The output of the neuron is: y=f (net) =11+e−net
Further, we can ask for the derivative of y about Net:
f′ (NET) =e−net (1+e−net) 2=1+e−net−1 (1+e−net) 2=11+e−net−1 (1+e−net) 2=y (1−y)
Obviously we can notice the limnet→+∞11+e−net=1limnet→−∞1 (1+e−net) 2=0
According to the S-type activation function, the range of Y is (0, 1), thus, the domain of F ' (NET) is (0, 0.25), and the F ' (x) has the maximum value when y=0.5. The standard learning algorithm of BP network
Standard BP algorithm is based on gradient descent method of learning algorithm, learning process is by adjusting weights and thresholds, the mean square error region of the actual output value of the neural network is minimized, but it only uses the information of the first order derivative (gradient) of the mean square error function to the weight value and the threshold value, so that the algorithm has a slow convergence speed and Easy to fall into local minima and other defects.
Defined:
* Input Vector x→
* Hidden layer input vector hi→
* Hidden layer output vector ho−→
* Output layer input vector yi→
* Output layer output vector yo→
* Expected output Vector d→
* Connection weights for input and hidden layers Ωih
* The connection weights of the hidden layer and the output layer Ωho
* The threshold value of each neuron in the hidden layer BH
* The threshold value of each neuron in the output layer Bo
* Sample Data Number K
* Activation function f (⋅)
The implementation steps of the BP standard algorithm are as follows:
1. Network initialization, give wih who bh bo a random number within the interval (-1, 1), and set the error function to
E=12∑o=1q (k) −yo (k)) 2 Given the calculated precision value ε and the maximum number of learning M
2. Randomly select K Input sample x (k) −→− and corresponding expected output D (k) −→−
3. Compute the input HIH (k) of each neuron in the hidden layer, and then compute the output of each neuron in the hidden layer with input and activation function Hoh (k)

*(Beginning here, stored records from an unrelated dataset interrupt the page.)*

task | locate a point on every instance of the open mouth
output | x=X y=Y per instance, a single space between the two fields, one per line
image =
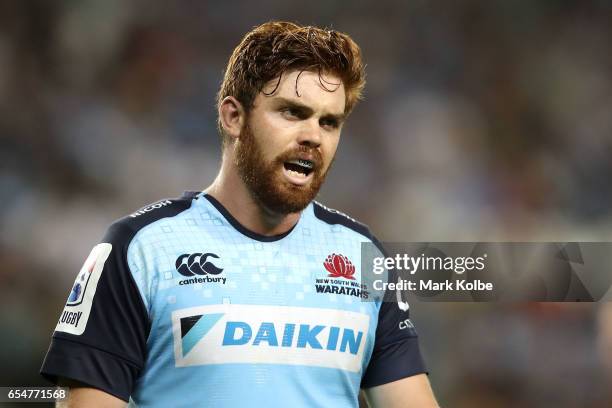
x=299 y=171
x=300 y=167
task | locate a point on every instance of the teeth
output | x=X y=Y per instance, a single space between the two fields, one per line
x=304 y=163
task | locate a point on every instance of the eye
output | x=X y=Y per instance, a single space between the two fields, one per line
x=329 y=123
x=291 y=113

HIH (k) =∑inwihxi (k) −bhhoh (k) =f (HIH (k)) Yio (k) =∑hpwhohoh (k) −boyoo (k) =f (Yio (k))
4. Using the network expected output vector D (k) to −→− the actual output Yoo (k) of the network, compute the partial derivative δo of the error function to the neurons of the output layer (k)
Δo (k) = (Do (k) −yoo (k)) Yoo (k) (1−yoo (k))
5. Use the hidden layer to the output of the connection weights of who (k), Output layer Δo (k) and hidden layer output HOH (k) to compute the partial derivative ΔH of the error function to the neurons in the hidden layer (k)
ΔH (k) =[∑o=1qδo (k) Who]hoh (k) (1−hoh (k))
6. Use the output Hoh (k) of each neuron in the output layer and the outputs of each neuron in the hidden layer to correct the connection weights who (k) and Threshold Bo (k): Δo.
Wn+1ho (k) =wnho (k) +ηδo (k) Hoh K bn+1o (k) =bno (k) +ηδo (k)
N is adjusted before the n+1 is adjusted, η is the learning rate and the value between (0, 1) is taken.
7. ΔH (k) of each neuron in the hidden layer and input of the neurons of the input layer (k) to correct the connection weights and thresholds wn+1ih=wnih+ηδh (k) XI (k) bn+1h (k) =bn+1h (k) +ηδh (k)
8. Compute Global Error E e=12m∑k=1m∑o=1q (Do (k) −yo (k)) 2
9. To determine whether the network error meets the requirements, when the e<ε or learning times than the maximum set number of M, then the algorithm is over. Otherwise, randomly select the next learning sample and the corresponding year's expected output, return to the third step, into the next round of the learning process.